I have been sluggish lately. Those of you who have read my most recent posts have seen that there have been quite a few developments in my life both positive and negative. Whether or not an incident is positive or negative does not detract from the fact that it is, ultimately, a burden of stress. Even the happiest of things can leave me emotionally exhausted and overwhelmed. Still, that’s one reason I have started changing aspects of my life: my diet is different, I am losing weight, I have been working out and being active more frequently, and I have been more social. These seem like relatively normal things for people to work on after breakups, when the focus moves from the couple to the individual. It was amazing how much of myself I had ignored when I kept deciding to stay in an abusive relationship. Once that was gone I started to see a lot of things that I didn’t like about myself, and I moved quickly in order to change them. It’s been 4 months since I left and I have lost 20 lbs and traveled more and hung out with friends more often than I did during the entirety of that relationship. It’s good to see progress.
So why do I still feel sluggish and depressed and hopeless, even with all these changes?
Part of the answer to this may lie in the fact that I deal with depression. I don’t really know whether or not that’s due to a string of terrible relationships (9+ years of unhealthy relationships with different women, with very little break in between) or just something I struggle with normally. I think it may be in part due to a lack of focus on myself, but we’ll have to see if it changes after being single for a while. It turns out that putting off your own growth and pouring all your effort into relationships is NOT the right way to go.

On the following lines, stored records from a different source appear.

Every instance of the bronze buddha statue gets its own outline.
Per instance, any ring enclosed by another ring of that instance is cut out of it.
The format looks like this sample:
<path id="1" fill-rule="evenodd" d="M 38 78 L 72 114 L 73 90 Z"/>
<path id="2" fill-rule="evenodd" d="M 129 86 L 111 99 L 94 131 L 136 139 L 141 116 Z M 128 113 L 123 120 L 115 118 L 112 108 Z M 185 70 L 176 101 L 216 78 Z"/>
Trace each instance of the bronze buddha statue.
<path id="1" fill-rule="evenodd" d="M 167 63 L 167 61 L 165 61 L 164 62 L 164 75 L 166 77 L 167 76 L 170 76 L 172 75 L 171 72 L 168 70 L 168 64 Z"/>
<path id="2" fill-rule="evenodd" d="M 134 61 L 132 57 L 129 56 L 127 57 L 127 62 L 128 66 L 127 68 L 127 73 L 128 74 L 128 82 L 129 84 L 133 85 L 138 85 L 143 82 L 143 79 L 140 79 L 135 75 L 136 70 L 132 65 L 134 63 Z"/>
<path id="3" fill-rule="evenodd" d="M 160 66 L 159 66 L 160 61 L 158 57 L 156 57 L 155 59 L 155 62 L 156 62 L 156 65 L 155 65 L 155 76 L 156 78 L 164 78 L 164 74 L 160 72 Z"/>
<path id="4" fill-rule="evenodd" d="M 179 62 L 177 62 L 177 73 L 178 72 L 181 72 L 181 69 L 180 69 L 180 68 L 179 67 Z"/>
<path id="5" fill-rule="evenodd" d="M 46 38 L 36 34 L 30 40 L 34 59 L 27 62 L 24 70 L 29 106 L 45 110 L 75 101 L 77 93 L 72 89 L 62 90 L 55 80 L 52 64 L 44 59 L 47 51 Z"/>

The other part of the answer might be mired around something that I think most of you will be able to relate too; my job. I work nights for an engineering company, on a compressed work week. I don’t switch my shift on my days off so I live on a night shift schedule for months at a time, switching only in emergencies and for special occasions. I have been on night shift for the last three years, and it’s only recently that I have been able to see the impact it’s had on my life. My weight has fluctuated wildly, I’m tired all the time, I’m forgetful and lethargic most days, my mood is usually low and it’s always a struggle not being able to call people at normal times. In addition it’s hard to get out and enjoy life when I work most weekend nights and sleep most weekend days. I wasn’t able to enjoy a single friday night with the last woman I dated because of this (not that it matters post breakup, I’m just using experience to outline an issue). I can’t imagine it has been fun dealing with me at times, I have literally fallen asleep in seconds when hanging out with friends. On top of that, I hardly ever enjoy going out for drinks anymore (I dont’ drink very much to begin with) because when I do I essentially ‘day drink’ and then have the rest of the night to sober up. I get headaches and feel sick, and my health has been an issue since I started working nights. For three years I have felt like I have been trying to run a marathon with weights attached to my whole body, searching desperately for more energy reserves while I inch forward ever so slowly. I’m exhausted, and I don’t want to be exhausted anymore. I have taken steps to change this, both by talking to my manager and submitting applications to other companies for day shift work; time will tell which one of those comes to fruition.
Something my ex-wife said has been popping up in my mind lately. “I took steps to change as much as I could to see if it would make me happy. I changed my job, my shift, started taking better care of myself. After I had changed all those things and I was still depressed I realized that it was the last thing that I hadn’t changed.” Now, she was talking about our relationship, but the principle remains the same. You can change all of the things you want to try and fix an issue, but if you don’t spend time to find out what the actual issue is you aren’t ever going to fix the problem. Now, I do know that sometimes you have to follow a trail of problems before you finally find the root cause of an issue. I work in engineering, this kind of thing happens all the time. I don’t know if something else will come out after I address this issue, but I can tell that I am getting closer and closer to the source. It’s been a long journey, but I’m anxiously awaiting what comes next. Day shift would be a welcome change, as would being able to take my life back. For now, I’ll just stay positive and keep moving forward. Better days ahead, I always say.